Azerbaijani parliament stirs scandal claiming Russian FM Lavrov ‘favors return of occupied territories’
On September 23, the speaker of Azerbaijan Sahiba Qafarova met in Moscow with Russian Foreign Minister Sergei Lavrov; the meeting almost caused a political scandal.
It all started with a message from the press service of the Azerbaijani parliament, which quoted Russian FM Lavrov as saying that: “the statements of the Prime Minister of Armenia N. Pashinyan about Nagorno-Karabakh impede the process of the conflict settlement”.
“This is the position of official Moscow. The Russian side in the settlement process advocates the return of the five occupied regions, the deployment of peacekeepers on the territory and the restoration of the transport and communication system,” Lavrov allegedly added.
This version of the message of the press service of the Azerbaijani parliament has been retained on the pages of several news outlets in Azerbaijan.
However, after the comment of the Russian Foreign Ministry, the press service had to in a hurry to edit the part that caused a stir.
During the weekly briefing, Russian Foreign Ministry spokeswoman Maria Zakharova commented on the statement attributed to Sergei Lavrov, advising “to focus exclusively on the position of Moscow, and not other interpretations”:
“As for the correctness of the quotation of the Russian minister, I would like to draw your attention and, in principle, address these questions to the sources from which this information came.”
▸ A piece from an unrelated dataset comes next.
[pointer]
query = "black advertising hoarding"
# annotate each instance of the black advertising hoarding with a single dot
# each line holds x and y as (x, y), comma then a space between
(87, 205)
As a result, Lavrov’s words about Pashinyan disappeared from the press release, only mention of Russia’s support for the territorial integrity of Azerbaijan remained.
Reaction from Baku
In an interview with JAMnews, political observer Shahin Rzayev notes that in democratic countries the press services of state institutions are intended to inform citizens and the media, while in Azerbaijan, unfortunately, they often aim to hide official news from the media or mislead them.
“Until the last parliamentary elections, the Milli Mejlis practically did not update its news feed, it simply re-printed the information of the AzerTAj state agency. The new leadership of the parliament, apparently, decided to restart the work of the press service, however, as we see, the first pancake turned out to be lumpy.
“Perhaps the press service did not expect that the text in Azerbaijani would be promptly translated into Russian by the Sputnik agency and would catch the eye of the Russian Foreign Ministry. During the preparation of the message, diplomatic etiquette was violated, or words said ‘not for the public’ were published. We don’t know for sure. However, it is unlikely that it was some kind of pre-planned provocation against Russian policy in the South Caucasus or personally against Minister Lavrov – not at that level,” Rzayev said.
Reaction of the Armenian Foreign Ministry
Press secretary of the Armenian Foreign Ministry Anna Naghdalyan commented on the information on the website of the Azerbaijani parliament about Lavrov’s alleged statement.
“We have read the official statement of the Russian Foreign Ministry … Press releases from Baku are not a reliable source.”
The Russian Foreign Ministry website said there was no mention of either the Armenian prime minister or the “return of the occupied regions.”
The scandal after the meeting of the speaker of the Azerbaijani parliament with Russian Foreign Minister Sergei Lavrov may be directed not so much against Armenia as against Lavrov, political observer Naira Ayrumyan said.
According to her, Azerbaijan has actually violated the tacit etiquette, according to which, after meetings, each side publishes a release with reference only to its statements, without quoting their counterparts:
“In the press release of the Azerbaijani side, in violation of all ethical norms, reference is made to the words of Sergei Lavrov, which were not in the message of the Russian Foreign Ministry. Presumably, the Azerbaijani side, roughly speaking, framed Sergei Lavrov, who, as they say, will soon retire. Yesterday Lavrov was presented by the Russian patriarch with a high order, which was seen as a farewell gesture for the foreign minister. Apparently, Baku has decided to send Lavrov off with a scandal.
“In 2013, I remember, during a visit to Baku by Vladimir Putin, during a solemn ceremony, the announcer, as if by chance, instead of the name of Sergei Lavrov, uttered an abusive Turkic word. The visit was overshadowed by a scandal, after which Lavrov did not visit Baku for several years. Perhaps Azerbaijan then wanted to achieve the resignation of Lavrov, whose Armenian roots are being talked about quite openly. Now Baku, apparently, has decided to play the last chord in Lavrov’s career.”